8. The lumbar puncture system according to claim 7, characterized in that the rear end of the inner needle core (8) penetrates through the center of the insulating spacer (9) and extends to form an inner needle conductive needle electrode (801) connected with the rear end real-time monitoring module, and in use, the front end is nested in the outer needle tube (1) and blocked from the metal needle tube (101) by the inner insulating layer (103).

9. The lumbar puncture system of any of claims 1-8, wherein the puncture needle body is 125mm in length; when in use, the outer needle mechanism is connected with the inner needle mechanism in a plugging manner; the outer diameter of the outer needle tube (1) is 1.2-1.8mm, the wall thickness is 0.4-0.6mm, and the length is 100mm; the diameter of the inner needle core (8) is 0.6-1.4mm, and the length is 118mm; the inner needle base (2) and the outer needle base (6) are made of polyethylene plastic materials.

10. A method of using the lumbar puncture system of claim 9, comprising the steps of:

s1, assembling the lumbar puncture system, switching on a power supply, and starting the system;

s2, inserting the puncture needle body into the tissue to be tested, setting current parameters of an excitation module (20), applying current signals to the tissue to be tested through an excitation circuit, and acquiring voltage signals fed back to different tissues through a measurement circuit in the process; the current signal is an alternating current signal, the size of the alternating current signal is 5-10 mu Arms, and the current frequency is 1-10kHz;

s3, processing the voltage signal through a signal processing module, and calculating an impedance value to determine the real-time position of the puncture needle main body; the signal processing module comprises a measuring module (16), an amplifier (21), a filter (22), a demodulator (23), an A/D converter (24) and a signal display and alarm module (25).
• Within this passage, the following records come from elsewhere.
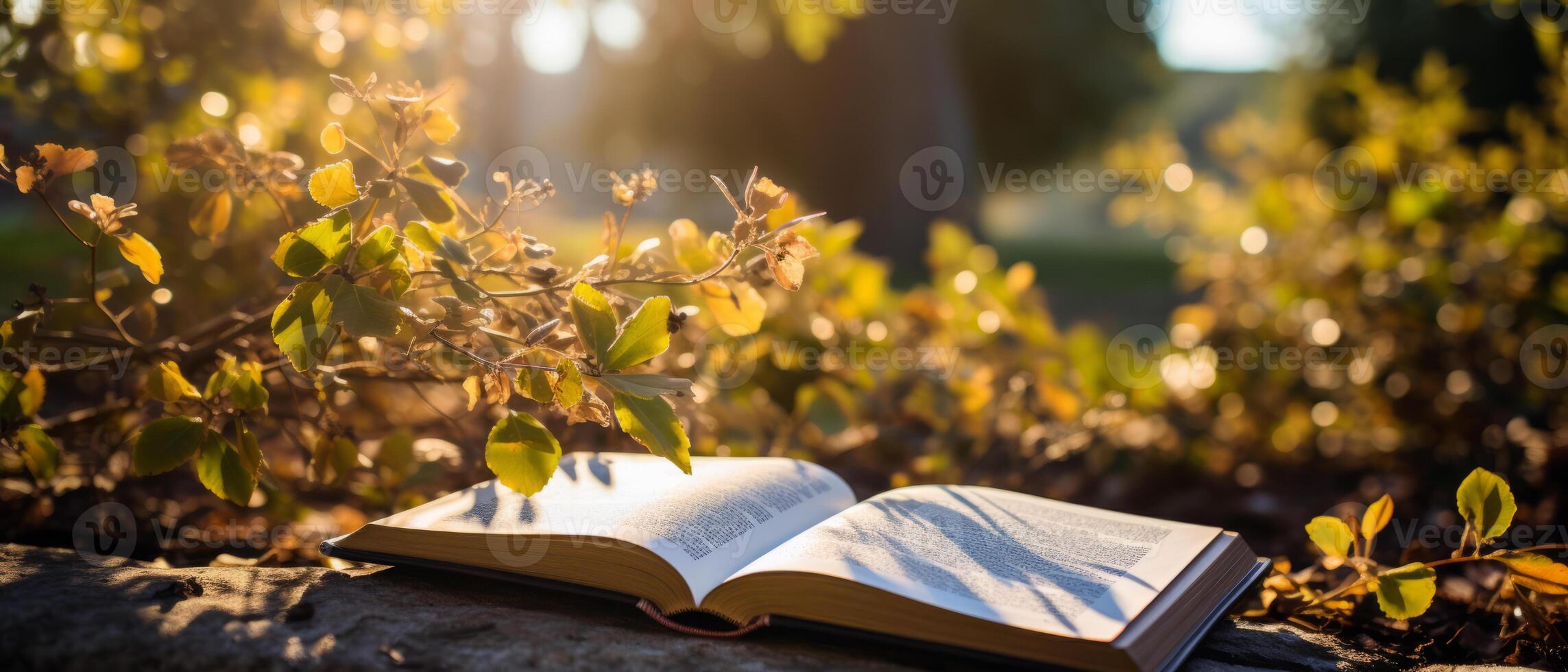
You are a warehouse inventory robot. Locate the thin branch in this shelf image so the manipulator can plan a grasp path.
[430,332,555,371]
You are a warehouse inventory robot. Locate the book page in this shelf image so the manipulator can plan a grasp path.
[721,485,1220,640]
[376,453,854,601]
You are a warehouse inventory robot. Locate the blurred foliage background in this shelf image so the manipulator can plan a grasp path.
[0,0,1568,582]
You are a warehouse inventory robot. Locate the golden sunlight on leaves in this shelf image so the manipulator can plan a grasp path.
[1373,562,1438,621]
[1457,468,1515,544]
[1306,516,1355,568]
[698,280,769,337]
[1502,553,1568,595]
[1361,495,1394,540]
[147,360,201,403]
[419,108,458,144]
[114,233,163,285]
[485,412,562,495]
[191,191,234,240]
[322,121,348,154]
[615,392,692,473]
[311,160,359,208]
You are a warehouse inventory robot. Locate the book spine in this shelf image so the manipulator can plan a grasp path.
[637,600,769,638]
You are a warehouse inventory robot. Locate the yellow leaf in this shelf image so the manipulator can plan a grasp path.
[751,177,788,213]
[420,108,459,144]
[1502,553,1568,595]
[16,166,38,194]
[322,121,348,154]
[1361,495,1394,540]
[463,376,485,411]
[311,160,359,208]
[114,233,163,285]
[33,143,97,178]
[147,360,201,403]
[1306,516,1353,557]
[698,280,769,337]
[191,191,234,240]
[16,367,44,415]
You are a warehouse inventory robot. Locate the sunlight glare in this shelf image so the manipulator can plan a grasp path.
[513,3,588,75]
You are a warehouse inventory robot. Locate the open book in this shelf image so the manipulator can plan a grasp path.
[323,453,1262,671]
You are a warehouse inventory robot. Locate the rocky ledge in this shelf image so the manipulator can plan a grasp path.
[0,545,1530,672]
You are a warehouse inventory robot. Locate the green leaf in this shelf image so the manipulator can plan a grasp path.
[273,210,354,277]
[16,424,60,483]
[403,219,441,252]
[196,429,256,506]
[130,415,207,476]
[615,392,692,473]
[1361,495,1394,540]
[1501,553,1568,595]
[551,359,583,409]
[485,413,562,495]
[324,276,403,338]
[1455,467,1517,544]
[234,420,262,473]
[1306,516,1355,557]
[601,296,670,371]
[354,224,401,271]
[569,282,615,367]
[204,357,240,400]
[599,373,692,400]
[1377,562,1438,621]
[514,367,555,404]
[229,362,269,411]
[273,282,334,371]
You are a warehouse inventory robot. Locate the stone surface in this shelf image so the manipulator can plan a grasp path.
[0,545,1530,672]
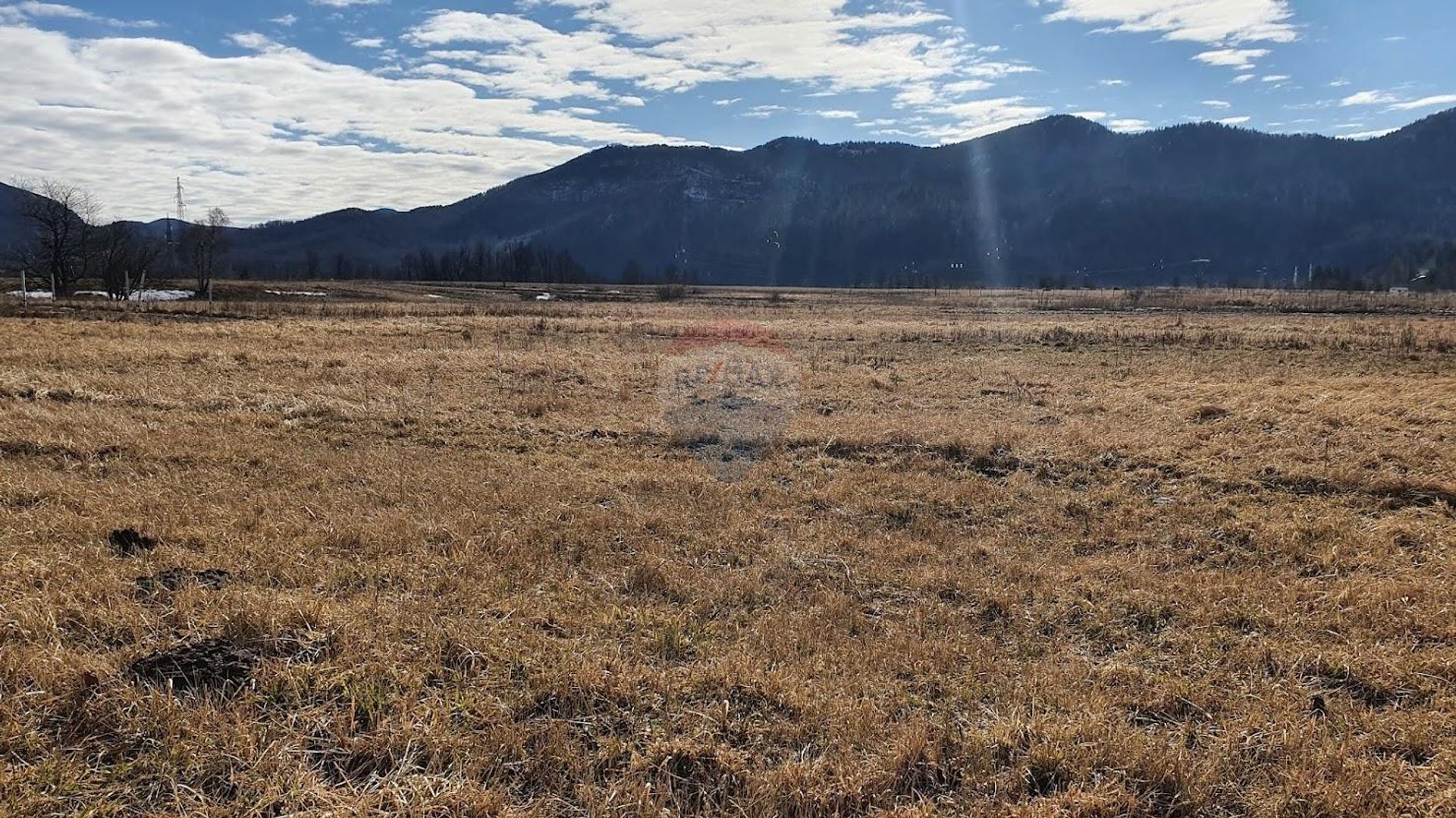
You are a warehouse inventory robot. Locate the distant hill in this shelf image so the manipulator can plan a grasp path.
[0,185,48,250]
[8,111,1456,285]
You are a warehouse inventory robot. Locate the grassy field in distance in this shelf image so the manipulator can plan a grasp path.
[0,282,1456,816]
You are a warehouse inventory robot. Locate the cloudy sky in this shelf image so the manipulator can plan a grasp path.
[0,0,1456,224]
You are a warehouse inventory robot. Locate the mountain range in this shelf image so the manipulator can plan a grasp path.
[0,109,1456,285]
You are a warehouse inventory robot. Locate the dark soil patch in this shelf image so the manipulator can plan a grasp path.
[106,528,157,556]
[136,568,233,594]
[128,639,258,691]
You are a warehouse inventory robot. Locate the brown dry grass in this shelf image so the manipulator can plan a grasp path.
[0,288,1456,816]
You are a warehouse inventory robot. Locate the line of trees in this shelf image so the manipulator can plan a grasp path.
[8,179,231,301]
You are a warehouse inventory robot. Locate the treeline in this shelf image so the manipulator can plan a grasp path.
[259,242,698,285]
[0,179,228,301]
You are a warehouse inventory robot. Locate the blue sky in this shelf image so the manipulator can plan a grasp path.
[0,0,1456,223]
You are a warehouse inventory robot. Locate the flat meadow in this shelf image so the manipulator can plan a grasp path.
[0,282,1456,816]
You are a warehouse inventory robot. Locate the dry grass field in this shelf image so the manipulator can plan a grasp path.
[0,285,1456,816]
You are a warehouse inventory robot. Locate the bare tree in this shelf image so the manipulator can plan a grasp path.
[182,207,233,296]
[22,179,100,299]
[96,223,163,301]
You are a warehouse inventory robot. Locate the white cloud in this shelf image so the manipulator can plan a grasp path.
[1046,0,1299,44]
[0,0,157,29]
[1339,90,1399,108]
[1106,119,1152,134]
[739,105,788,119]
[1335,128,1399,139]
[1194,48,1269,71]
[1391,93,1456,111]
[405,0,1035,138]
[0,27,684,223]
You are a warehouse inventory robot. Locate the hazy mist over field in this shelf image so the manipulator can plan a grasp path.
[0,0,1456,818]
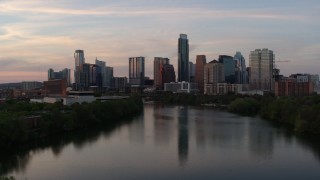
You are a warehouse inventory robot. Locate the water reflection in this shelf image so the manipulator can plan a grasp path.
[178,106,189,166]
[0,104,320,179]
[153,104,175,146]
[0,120,135,176]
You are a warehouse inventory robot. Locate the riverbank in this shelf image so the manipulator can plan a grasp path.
[161,94,320,134]
[0,96,143,151]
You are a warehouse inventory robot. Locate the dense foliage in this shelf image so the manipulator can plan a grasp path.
[0,97,143,149]
[158,94,320,134]
[155,93,242,106]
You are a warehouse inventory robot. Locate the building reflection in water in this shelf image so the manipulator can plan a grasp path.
[153,104,175,145]
[128,108,146,144]
[178,106,189,166]
[249,123,275,159]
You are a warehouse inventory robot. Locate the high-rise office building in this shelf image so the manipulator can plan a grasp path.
[105,66,113,88]
[48,68,71,86]
[219,55,236,84]
[195,55,207,92]
[249,49,274,91]
[233,52,248,84]
[204,60,225,94]
[76,63,90,90]
[178,34,190,82]
[96,58,107,87]
[153,57,170,89]
[189,62,196,82]
[161,64,176,89]
[48,68,54,80]
[113,77,128,92]
[129,57,145,90]
[89,64,102,87]
[74,50,85,90]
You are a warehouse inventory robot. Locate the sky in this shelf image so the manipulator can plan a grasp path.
[0,0,320,83]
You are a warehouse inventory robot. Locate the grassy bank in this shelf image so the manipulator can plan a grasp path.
[158,94,320,134]
[0,97,143,150]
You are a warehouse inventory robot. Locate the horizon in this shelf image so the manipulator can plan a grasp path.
[0,0,320,83]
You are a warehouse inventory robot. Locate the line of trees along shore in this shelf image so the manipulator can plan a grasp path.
[0,96,143,151]
[159,94,320,134]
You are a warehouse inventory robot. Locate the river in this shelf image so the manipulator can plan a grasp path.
[0,103,320,180]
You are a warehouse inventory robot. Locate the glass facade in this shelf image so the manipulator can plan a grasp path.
[249,49,274,91]
[219,55,236,84]
[178,34,190,82]
[129,57,145,88]
[153,57,170,89]
[233,52,248,84]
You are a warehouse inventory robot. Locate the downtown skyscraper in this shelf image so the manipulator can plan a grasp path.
[233,52,248,84]
[153,57,176,90]
[178,34,190,82]
[249,49,274,91]
[195,55,207,92]
[129,57,145,91]
[74,49,85,89]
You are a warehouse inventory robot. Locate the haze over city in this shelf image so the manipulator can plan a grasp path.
[0,0,320,83]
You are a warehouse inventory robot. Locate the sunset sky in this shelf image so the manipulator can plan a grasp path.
[0,0,320,83]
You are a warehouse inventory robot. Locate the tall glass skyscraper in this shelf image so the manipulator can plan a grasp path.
[178,34,190,82]
[233,52,248,84]
[249,49,274,91]
[219,55,236,84]
[129,57,145,88]
[74,49,85,89]
[153,57,170,89]
[195,55,207,92]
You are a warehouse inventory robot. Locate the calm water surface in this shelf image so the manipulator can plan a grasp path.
[0,104,320,179]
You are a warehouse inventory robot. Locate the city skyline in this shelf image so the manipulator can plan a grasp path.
[0,0,320,83]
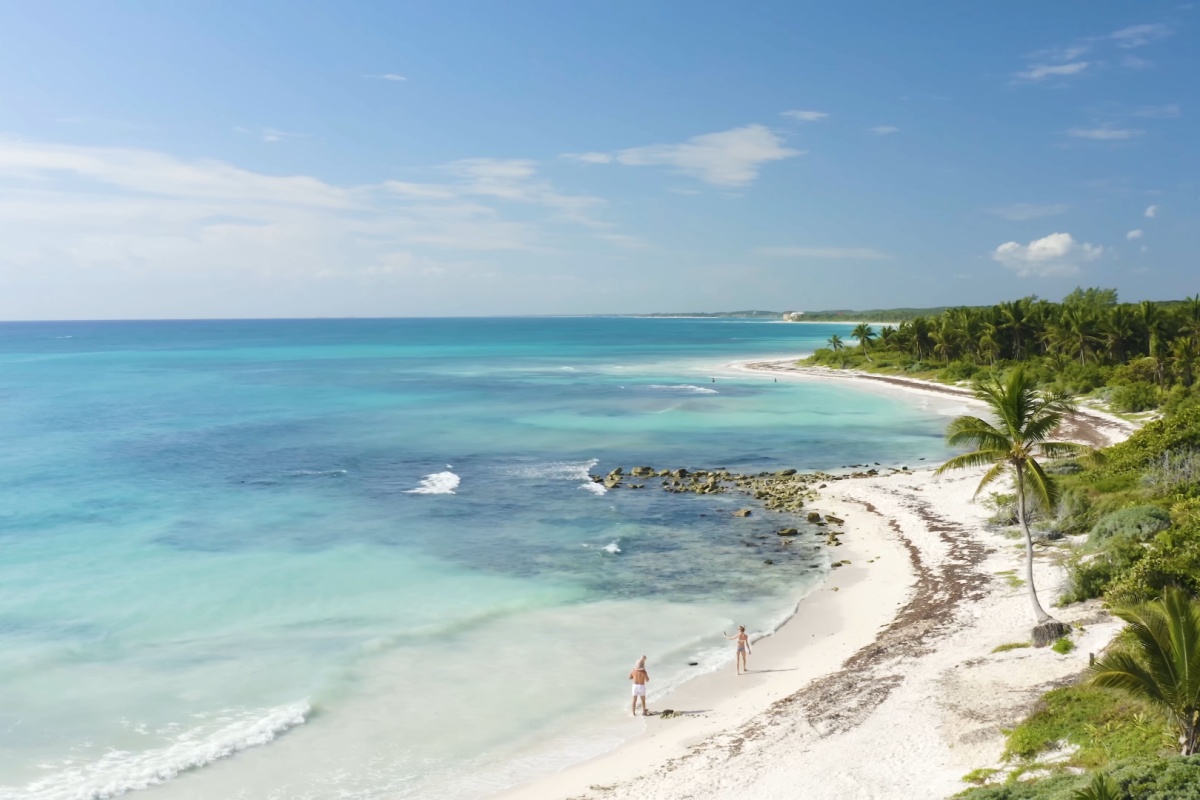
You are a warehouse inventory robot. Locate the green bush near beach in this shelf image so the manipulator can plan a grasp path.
[1003,685,1166,769]
[955,756,1200,800]
[806,289,1200,414]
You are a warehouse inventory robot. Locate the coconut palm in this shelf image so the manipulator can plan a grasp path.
[850,323,875,361]
[1088,587,1200,756]
[935,366,1091,646]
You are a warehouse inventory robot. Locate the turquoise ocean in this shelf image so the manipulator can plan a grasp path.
[0,318,946,800]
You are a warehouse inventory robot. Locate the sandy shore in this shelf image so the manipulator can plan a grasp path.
[489,361,1133,800]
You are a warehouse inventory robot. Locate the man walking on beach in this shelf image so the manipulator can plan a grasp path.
[629,656,650,717]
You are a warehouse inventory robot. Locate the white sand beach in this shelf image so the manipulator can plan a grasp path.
[499,361,1134,800]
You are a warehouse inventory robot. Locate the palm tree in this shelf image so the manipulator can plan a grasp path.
[1088,587,1200,756]
[935,366,1091,646]
[850,323,875,361]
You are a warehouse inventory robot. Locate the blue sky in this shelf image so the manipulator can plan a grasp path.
[0,0,1200,319]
11. The method of claim 10, wherein the signal processing in S3 mainly comprises the steps of:

s31, conveying information acquired by the measuring module (16) to the amplifier (21);

s32, the amplifier (21) further expands the signal according to the amplitude of the measured voltage, the expanded signal passes through the filter (22) to eliminate the noise outside the target frequency, and the amplitude and the phase of the signal are calculated;

s33, the amplitude and the phase of the signal transmitted by the filter (22) are sinusoidal waveforms proportional to the impedance value of the tissue to be detected, and the demodulator (23) demodulates the analog signal into a digital signal;

s34, the A/D converter (24) digitizes the signal on a chip, and calculates an impedance value through the digitized signal in the post-processing process.

12. The method of any one of claims 10 or 11, wherein the excitation circuit is formed by a first excitation electrode (301), a first metal wire (303), a first circuit wire (701) in the outer needle base, a first excitation circuit wire (401) and a second excitation electrode (302), a second metal wire (304), a second circuit wire (702) in the outer needle base, and a second excitation circuit wire (402).

13. The use according to any one of claims 10 or 11, wherein the measuring circuit is constituted by a metal needle tube (101), an outer needle metal conductive member (10), an inner needle metal conductive member (11), an inner needle core (8) and an inner needle conductive needle electrode (801), wherein the outer needle metal conductive member (10) is in contact with the inner needle metal conductive member (11) for electrical conduction.